📄 grammar5.txt
字号:
state: 738
3 RR caused by function-like cast vs identifier declaration ambiguity
state: 739
3 RR caused by destructor declaration vs destructor call
state: 740
3 RR caused by parened initializer vs prototype/typename
state: 758
5 SR caused by redundant parened TYPEDEFname redeclaration vs old style cast
states: 395, 621, 1038, 1102, 1103
In each case the conflicts are resolved in favor of a declaration.
Note that this decision is made when the "declarator" *seems*
complete. Typically this takes place when a character (such as a ')',
',', or '=') that terminates a declarator or abstractor declarator is
seen.

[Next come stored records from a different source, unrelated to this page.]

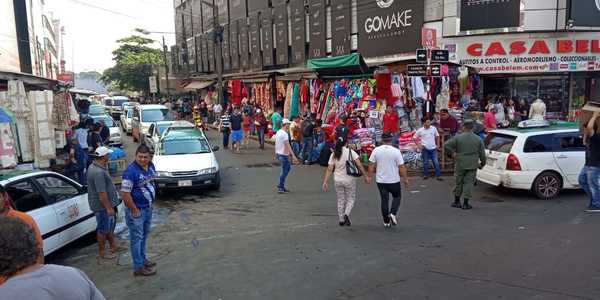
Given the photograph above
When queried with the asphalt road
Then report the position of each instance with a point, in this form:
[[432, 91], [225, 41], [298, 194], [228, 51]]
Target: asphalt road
[[247, 242]]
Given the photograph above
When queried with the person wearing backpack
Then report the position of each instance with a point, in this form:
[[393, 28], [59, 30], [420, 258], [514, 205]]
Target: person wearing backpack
[[340, 163]]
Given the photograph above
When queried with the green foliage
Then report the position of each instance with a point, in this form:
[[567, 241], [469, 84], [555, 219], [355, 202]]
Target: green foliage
[[134, 63]]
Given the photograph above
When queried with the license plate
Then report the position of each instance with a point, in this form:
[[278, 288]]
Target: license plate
[[184, 183]]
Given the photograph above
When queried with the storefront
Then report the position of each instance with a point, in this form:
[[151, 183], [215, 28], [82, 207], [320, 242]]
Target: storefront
[[562, 69]]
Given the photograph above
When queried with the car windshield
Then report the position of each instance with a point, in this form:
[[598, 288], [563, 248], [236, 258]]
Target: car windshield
[[180, 147], [155, 115], [107, 120], [499, 142]]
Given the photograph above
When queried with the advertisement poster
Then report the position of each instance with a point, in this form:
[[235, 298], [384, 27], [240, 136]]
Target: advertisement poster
[[318, 33], [521, 54], [341, 26], [389, 27], [478, 14]]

At such a point, an my LR(1) grammar makes the decision to
support a declaration/type-name assuming it is possible. (The added
complexity of the LALR-only conflicts discussed in the next section).
Note that this disambiguation (provided by my grammar) is *NOT* what
is suggested in the ARM. The ARM suggests what some folks have
referred to as "advanced parsing techniques" be used to disambiguate
based on first "pre-parsing" arbitrarily far ahead. This approach is
actually not "advanced parsing", rather it is a through back to the
days before parsing was understood, and exponential search algorithms
were proposed as "parsing techniques." Currently, cfront supports a
hacked partial look-ahead technique, that alternately "disambiguates"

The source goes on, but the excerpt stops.